El formato más exportado el año pasado fueron las balas, muy por delante del granulado. - AEFA
Las exportaciones españolas de forrajes deshidratados aumentaron un 15,3% en el año 2024, un sector que está liderado por las firmas leridanas junto con las aragonesas, con el Valle del Ebro como gran productora. Según los datos facilitados por la Asociación Española de Fabricantes de Alfalfa Deshidratada (AEFA), se comercializaron en los mercados internacionales un total de 752.960 toneladas de forrajes deshidratados.
El formato que más se exportó el pasado año fueron las balas deshidratadas, con cerca de medio millón de toneladas vendidas en el mercado exterior, mientras que las ventas en formato granulado fueron de algo más de 250.000 toneladas.
En 2024, Arabia Saudí se posicionó como el principal destino de las exportaciones españolas de forrajes deshidratados, con un volumen que superó las 163.554 toneladas. Le siguen los Emiratos Árabes Unidos, con 126.311 toneladas, y China, que importó 102.137 toneladas. Estos tres países representan una parte significativa del total exportado, reflejando la fuerte demanda en estas regiones.

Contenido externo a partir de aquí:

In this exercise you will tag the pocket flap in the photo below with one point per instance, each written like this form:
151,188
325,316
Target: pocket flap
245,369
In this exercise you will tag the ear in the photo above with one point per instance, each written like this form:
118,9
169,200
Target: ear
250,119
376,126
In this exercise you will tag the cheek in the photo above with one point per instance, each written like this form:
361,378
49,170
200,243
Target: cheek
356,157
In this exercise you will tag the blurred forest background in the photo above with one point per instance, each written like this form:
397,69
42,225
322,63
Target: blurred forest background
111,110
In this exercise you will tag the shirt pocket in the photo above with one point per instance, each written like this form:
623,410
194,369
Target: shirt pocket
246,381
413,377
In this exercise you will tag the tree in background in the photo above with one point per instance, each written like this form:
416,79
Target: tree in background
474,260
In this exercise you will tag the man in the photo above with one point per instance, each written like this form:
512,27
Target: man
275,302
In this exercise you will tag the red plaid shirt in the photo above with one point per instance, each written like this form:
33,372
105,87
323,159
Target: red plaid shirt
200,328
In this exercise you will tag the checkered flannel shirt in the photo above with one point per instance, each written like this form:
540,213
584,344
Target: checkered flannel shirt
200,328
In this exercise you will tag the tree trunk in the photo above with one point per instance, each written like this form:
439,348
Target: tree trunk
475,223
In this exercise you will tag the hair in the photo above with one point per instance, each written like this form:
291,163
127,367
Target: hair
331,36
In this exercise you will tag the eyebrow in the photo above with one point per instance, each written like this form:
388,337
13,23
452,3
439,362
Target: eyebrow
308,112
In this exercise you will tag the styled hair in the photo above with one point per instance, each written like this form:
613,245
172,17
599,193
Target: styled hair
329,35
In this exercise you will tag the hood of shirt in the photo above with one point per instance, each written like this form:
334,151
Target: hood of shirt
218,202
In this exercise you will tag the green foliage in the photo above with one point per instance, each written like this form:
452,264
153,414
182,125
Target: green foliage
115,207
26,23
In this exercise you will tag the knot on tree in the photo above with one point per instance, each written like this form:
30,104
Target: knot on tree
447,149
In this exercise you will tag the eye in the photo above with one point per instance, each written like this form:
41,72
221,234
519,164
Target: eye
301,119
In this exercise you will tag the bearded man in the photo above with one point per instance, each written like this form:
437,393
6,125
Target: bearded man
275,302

Otros mercados importantes incluyen Corea del Sur, con 60.073 toneladas, y Jordania con 57.605 toneladas. En Europa, Portugal destacó como el mayor importador, con 41.954 toneladas, seguido de Francia y Grecia.
Luis Machín, director de la Asociación, explicó que “tras la drástica reducción de la demanda internacional en el pasado año 2023, las exportaciones se han recuperado ligeramente, pero todavía estamos lejos de la media de los últimos 10 años, donde las ventas al mercado internacional se situaban por encima del millón de toneladas anualmente”. Aunque de cara al futuro dese la asociación se muestran optimistas. “Se espera que en los próximos años la demanda global vaya en aumento, conforme se vayan recuperando los sectores lácteos y la cabaña ganadera en varios de los principales importadores mundiales de forrajes”. Por último, apunta que “el sector está trabajando en mejorar la calidad y la eficiencia en la producción para mantener su posición competitiva en el mercado internacional”.

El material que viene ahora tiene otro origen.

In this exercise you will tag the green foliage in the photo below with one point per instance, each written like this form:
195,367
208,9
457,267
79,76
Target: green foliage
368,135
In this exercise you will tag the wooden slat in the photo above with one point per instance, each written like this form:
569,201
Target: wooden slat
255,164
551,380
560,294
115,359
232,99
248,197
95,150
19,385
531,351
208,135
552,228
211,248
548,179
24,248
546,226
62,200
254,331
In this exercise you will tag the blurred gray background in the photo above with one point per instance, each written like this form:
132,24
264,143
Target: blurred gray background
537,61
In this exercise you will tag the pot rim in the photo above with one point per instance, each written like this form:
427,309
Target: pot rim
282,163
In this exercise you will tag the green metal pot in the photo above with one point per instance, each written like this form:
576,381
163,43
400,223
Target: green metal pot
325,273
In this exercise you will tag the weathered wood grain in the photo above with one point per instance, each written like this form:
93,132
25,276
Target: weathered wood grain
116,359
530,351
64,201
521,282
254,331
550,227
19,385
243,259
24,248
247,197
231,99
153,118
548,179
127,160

La producción de alfalfa cerró su campaña en el campo español con unos volúmenes un 15% superiores a la anterior, hasta sobrepasar el millón de toneladas, y confirmándose las previsiones de hasta un 25% en la producción de Lleida. Una mejor climatología y un aumento de la superficie productiva fueron claves para ese incremento de los volúmenes. Las comarcas de la provincia de Lleida destinan un total de 23.669 hectáreas a la producción de forrajes, lideradas por la alfalfa con 18.300.